Klaasen: „Absage eines Volksfestes darf nur letztes Mittel sein“
„Selbstverständlich steht die Gesundheit an erster Stelle, auch für die Schausteller der Rintelner Messe. Ich als Schaustellervertreter warne jedoch vor übereilten Absagen von Veranstaltungen. Die Absage eines Volksfestes darf nur das letzte Mittel sein und setzt sorgfältigste Abwägung voraus. So darf es nicht sein, dass Volksfeste in der aktuell angespannten Lage in vorauseilendem Gehorsam schon für die Zeiträume Mai, Juni, Juli oder gar später abgesagt werden. Wir müssen unbedingt die Gelegenheit haben, unverzüglich nach der Normalisierung der Verhältnisse wieder die Feste beschicken zu können – wir müssen Geld verdienen“, so Klaasen. Auch die Bevölkerung, ist sich Klaasen sicher, werde „nach Wochen und Monaten der Krise und Beschneidung sozialer Kontakte, Verängstigung und Isolation nach Rückkehr zur Normalität sehnen.“
Weiter führt der Schausteller aus: „Die Menschen wollen wieder unbeschwert lachen, wollen fröhlich und zuversichtlich sein, wieder gemeinsam Zeit verbringen. Kein Ort ist dafür besser geeignet als eine bunte Kirmes, ein Volksfest oder ein Jahrmarkt. Volksfeste vorauseilend Abzusagen wäre ein deprimierendes, entmutigendes und bitteres Zeichen für uns alle!“
„Deutschland ist das Land der Volksfeste und Kirmesplätze. Über 5.000 Schaustellerbetriebe sind in der Bundesrepublik zu verzeichnen. Diese beschäftigen insgesamt rund 45.700 Mitarbeiter bundesweit. Mit über 11.500 Volksfesten ist Deutschland im europäischen Vergleich Nummer Eins.“
„Wir Schausteller nehmen die Empfehlung des Bundesgesundheitsministers und die Anordnungen einiger Landesregierungen, Veranstaltungen abzusagen, zur Kenntnis. Sofern von diesen Absagen auch Volksfeste betroffen sind, bedeutet dies für die Schausteller jedoch einen existenzbedrohenden Totalausfall. Diese Entscheidungen betreffen nicht, wie auf politischer Ebene relativiert wird, nur das Freizeitverhalten, sondern bedrohen ganz konkret Tausende von Arbeitsplätzen und Unternehmen“, ist sich Klaasen sicher.

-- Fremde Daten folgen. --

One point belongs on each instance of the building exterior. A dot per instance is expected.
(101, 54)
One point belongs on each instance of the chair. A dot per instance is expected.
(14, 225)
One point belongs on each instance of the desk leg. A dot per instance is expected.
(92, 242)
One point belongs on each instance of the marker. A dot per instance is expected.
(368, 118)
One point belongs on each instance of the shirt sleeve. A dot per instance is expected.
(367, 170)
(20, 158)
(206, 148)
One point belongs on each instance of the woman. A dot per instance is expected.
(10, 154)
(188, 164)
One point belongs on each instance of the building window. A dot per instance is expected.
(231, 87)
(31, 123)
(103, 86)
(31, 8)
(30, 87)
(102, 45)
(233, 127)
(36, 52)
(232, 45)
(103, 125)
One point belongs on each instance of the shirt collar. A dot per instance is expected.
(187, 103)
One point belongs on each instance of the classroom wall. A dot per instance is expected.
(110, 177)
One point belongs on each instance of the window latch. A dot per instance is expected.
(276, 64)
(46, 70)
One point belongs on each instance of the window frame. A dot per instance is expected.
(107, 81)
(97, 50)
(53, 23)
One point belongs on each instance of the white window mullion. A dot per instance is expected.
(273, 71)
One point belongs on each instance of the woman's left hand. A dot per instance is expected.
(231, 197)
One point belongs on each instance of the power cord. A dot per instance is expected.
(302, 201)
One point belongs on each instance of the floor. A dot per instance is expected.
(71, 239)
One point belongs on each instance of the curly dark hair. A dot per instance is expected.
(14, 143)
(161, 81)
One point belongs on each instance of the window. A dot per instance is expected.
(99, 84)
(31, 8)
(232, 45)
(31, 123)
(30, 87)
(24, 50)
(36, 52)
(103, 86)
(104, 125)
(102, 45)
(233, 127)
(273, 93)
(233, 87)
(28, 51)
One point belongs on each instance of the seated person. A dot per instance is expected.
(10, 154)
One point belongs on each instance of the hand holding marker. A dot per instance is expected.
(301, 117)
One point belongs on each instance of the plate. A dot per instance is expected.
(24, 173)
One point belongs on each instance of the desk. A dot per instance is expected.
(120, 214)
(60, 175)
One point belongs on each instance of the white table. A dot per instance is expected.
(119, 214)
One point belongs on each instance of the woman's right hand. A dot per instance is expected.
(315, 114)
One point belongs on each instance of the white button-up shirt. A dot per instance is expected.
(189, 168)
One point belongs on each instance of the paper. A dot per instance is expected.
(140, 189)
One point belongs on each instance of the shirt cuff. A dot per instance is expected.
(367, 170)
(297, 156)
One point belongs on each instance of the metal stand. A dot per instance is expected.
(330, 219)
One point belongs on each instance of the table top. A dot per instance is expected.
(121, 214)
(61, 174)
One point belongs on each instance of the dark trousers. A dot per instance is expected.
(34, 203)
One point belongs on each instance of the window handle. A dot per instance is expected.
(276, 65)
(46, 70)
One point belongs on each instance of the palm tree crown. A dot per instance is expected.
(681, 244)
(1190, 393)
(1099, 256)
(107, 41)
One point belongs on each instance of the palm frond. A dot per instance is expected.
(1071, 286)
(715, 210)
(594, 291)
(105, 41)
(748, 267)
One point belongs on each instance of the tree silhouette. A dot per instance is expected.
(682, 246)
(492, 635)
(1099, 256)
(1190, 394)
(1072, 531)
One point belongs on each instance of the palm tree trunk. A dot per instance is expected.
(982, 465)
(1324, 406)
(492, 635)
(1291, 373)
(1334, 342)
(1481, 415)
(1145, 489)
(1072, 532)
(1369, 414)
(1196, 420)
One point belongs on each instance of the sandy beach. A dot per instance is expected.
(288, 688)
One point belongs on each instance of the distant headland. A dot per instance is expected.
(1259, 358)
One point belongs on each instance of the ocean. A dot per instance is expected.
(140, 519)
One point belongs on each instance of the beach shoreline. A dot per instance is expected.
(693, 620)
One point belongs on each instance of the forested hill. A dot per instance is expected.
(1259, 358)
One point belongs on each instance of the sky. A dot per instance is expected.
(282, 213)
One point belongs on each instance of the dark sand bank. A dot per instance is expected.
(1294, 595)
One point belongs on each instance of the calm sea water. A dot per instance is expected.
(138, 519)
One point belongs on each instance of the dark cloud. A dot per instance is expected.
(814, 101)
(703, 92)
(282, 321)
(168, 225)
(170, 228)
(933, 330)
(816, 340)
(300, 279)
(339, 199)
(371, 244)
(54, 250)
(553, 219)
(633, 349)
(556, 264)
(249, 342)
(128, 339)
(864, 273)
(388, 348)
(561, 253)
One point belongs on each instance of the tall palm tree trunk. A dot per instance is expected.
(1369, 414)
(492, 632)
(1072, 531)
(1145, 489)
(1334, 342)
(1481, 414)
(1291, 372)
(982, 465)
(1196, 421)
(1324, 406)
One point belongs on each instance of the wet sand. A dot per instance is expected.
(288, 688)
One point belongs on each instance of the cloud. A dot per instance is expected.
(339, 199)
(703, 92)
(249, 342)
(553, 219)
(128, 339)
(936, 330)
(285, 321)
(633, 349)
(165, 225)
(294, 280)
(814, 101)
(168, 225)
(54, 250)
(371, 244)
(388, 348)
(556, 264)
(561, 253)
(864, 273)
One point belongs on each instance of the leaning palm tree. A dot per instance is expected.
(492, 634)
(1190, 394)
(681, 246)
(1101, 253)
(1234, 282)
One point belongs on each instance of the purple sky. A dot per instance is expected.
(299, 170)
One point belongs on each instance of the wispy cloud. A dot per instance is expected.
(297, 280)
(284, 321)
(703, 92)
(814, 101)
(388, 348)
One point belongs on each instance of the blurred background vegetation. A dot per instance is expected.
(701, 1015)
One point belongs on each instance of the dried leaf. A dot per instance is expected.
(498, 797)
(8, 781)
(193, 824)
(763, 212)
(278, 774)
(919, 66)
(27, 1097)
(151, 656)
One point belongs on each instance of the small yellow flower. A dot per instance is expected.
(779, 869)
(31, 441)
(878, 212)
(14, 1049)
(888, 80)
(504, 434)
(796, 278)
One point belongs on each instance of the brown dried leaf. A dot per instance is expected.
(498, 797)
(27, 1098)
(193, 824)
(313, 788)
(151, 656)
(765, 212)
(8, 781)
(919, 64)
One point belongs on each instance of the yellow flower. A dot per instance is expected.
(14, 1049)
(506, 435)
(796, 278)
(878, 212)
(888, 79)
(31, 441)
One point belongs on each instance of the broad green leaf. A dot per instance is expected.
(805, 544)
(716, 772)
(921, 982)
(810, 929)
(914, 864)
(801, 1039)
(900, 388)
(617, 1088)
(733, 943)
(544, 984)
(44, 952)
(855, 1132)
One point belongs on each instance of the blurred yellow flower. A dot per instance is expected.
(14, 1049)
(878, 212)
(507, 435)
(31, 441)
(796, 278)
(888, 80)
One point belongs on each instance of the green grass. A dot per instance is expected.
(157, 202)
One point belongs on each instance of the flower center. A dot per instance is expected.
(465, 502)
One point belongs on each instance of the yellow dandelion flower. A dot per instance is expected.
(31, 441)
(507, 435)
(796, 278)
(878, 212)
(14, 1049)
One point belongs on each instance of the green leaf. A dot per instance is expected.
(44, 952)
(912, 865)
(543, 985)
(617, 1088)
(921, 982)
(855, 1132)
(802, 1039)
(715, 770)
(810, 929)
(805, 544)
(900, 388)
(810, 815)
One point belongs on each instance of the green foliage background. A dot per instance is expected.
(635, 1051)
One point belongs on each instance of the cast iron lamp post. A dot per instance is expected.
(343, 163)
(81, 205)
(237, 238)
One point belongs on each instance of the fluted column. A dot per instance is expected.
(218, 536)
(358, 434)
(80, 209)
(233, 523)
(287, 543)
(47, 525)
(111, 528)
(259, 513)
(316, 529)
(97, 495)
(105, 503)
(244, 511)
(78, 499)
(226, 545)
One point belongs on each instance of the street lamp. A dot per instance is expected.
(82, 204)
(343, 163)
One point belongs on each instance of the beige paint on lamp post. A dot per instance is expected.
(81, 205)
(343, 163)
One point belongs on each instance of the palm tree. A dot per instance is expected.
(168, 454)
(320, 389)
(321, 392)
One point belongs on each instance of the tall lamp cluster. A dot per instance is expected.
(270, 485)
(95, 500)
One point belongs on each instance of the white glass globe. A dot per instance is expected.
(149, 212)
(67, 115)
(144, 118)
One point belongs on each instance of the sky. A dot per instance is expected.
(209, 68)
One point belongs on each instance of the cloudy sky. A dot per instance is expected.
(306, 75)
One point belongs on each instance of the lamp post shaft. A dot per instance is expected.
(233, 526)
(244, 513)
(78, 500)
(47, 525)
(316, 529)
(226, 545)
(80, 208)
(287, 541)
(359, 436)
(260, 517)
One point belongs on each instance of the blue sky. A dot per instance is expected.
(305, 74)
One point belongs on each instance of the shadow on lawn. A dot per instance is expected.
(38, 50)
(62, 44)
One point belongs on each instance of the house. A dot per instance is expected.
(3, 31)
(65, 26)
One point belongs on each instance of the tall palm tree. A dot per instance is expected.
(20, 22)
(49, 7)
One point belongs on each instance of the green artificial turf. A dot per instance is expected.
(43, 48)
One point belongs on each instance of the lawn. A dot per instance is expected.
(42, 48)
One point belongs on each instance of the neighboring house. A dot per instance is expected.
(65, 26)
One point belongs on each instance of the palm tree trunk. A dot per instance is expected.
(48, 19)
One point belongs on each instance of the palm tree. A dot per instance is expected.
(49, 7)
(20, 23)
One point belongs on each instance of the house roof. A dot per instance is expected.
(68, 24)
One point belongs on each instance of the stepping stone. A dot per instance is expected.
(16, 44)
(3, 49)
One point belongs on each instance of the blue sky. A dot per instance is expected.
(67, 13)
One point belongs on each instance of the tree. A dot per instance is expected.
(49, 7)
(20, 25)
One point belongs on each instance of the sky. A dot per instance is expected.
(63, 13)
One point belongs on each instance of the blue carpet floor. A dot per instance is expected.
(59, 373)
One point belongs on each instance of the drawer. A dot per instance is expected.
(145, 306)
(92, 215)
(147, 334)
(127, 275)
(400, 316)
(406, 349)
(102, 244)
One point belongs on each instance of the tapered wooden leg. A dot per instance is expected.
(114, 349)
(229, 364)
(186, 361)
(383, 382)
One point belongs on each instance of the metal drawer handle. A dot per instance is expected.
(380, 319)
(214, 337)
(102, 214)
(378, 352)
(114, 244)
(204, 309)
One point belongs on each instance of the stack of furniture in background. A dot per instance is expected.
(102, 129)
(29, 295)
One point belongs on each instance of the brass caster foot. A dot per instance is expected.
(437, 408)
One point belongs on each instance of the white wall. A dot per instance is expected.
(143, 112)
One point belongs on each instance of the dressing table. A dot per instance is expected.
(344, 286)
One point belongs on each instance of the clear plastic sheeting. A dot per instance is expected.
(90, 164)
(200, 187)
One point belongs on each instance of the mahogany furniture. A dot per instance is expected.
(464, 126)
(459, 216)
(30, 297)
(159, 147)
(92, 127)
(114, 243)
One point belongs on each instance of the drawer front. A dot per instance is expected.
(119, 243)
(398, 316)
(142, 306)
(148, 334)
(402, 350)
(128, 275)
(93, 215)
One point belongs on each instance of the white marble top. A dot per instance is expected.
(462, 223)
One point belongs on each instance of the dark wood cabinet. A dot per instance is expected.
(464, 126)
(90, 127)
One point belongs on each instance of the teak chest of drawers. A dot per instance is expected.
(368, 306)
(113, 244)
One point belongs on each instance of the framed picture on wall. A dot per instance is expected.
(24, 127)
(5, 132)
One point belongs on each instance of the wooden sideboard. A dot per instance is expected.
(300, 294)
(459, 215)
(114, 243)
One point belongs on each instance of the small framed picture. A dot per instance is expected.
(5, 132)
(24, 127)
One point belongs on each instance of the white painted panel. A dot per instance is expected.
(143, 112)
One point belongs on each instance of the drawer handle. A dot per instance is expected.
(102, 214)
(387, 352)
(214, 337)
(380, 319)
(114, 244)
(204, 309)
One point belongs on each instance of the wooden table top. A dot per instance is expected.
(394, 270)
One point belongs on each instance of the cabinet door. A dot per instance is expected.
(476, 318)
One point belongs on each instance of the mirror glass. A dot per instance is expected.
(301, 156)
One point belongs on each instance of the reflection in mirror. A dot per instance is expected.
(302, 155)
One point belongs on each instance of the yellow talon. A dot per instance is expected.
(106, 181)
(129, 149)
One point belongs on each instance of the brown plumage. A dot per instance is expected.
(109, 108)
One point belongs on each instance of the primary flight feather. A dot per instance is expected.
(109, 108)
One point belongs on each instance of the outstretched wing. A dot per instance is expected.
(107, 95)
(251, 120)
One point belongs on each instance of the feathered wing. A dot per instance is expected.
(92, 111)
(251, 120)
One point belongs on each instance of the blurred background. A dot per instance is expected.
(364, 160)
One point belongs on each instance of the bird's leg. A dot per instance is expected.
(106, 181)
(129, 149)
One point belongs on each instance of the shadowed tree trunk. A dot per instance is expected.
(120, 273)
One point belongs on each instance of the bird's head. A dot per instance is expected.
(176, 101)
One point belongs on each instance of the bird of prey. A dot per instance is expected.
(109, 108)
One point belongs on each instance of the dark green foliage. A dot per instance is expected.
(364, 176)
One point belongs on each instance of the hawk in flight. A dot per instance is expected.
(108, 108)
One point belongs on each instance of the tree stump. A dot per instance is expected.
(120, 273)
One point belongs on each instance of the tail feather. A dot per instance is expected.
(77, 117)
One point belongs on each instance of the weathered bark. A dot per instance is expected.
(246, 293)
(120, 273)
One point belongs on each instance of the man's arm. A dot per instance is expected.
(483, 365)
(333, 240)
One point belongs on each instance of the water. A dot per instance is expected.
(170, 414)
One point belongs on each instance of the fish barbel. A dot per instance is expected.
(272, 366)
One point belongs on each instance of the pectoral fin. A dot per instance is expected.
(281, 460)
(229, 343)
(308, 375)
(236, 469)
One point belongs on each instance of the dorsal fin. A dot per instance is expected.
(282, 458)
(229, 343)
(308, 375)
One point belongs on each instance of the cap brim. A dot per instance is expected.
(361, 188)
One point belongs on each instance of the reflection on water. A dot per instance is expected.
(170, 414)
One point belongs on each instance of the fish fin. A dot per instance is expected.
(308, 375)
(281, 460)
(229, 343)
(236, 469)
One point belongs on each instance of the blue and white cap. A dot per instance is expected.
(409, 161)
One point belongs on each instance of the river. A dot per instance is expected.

Nicht nur das: Durch die enge Verflechtung mit anderen Firmen seien auch Zulieferer, Lebensmittelhändler sowie Hersteller, Getränkelieferanten, Brauereien, Hersteller von Fahrgeschäften, Fahrzeugbauer sowie die dortigen Zulieferer für Metalle, Elektrik und Hydraulik stark betroffen.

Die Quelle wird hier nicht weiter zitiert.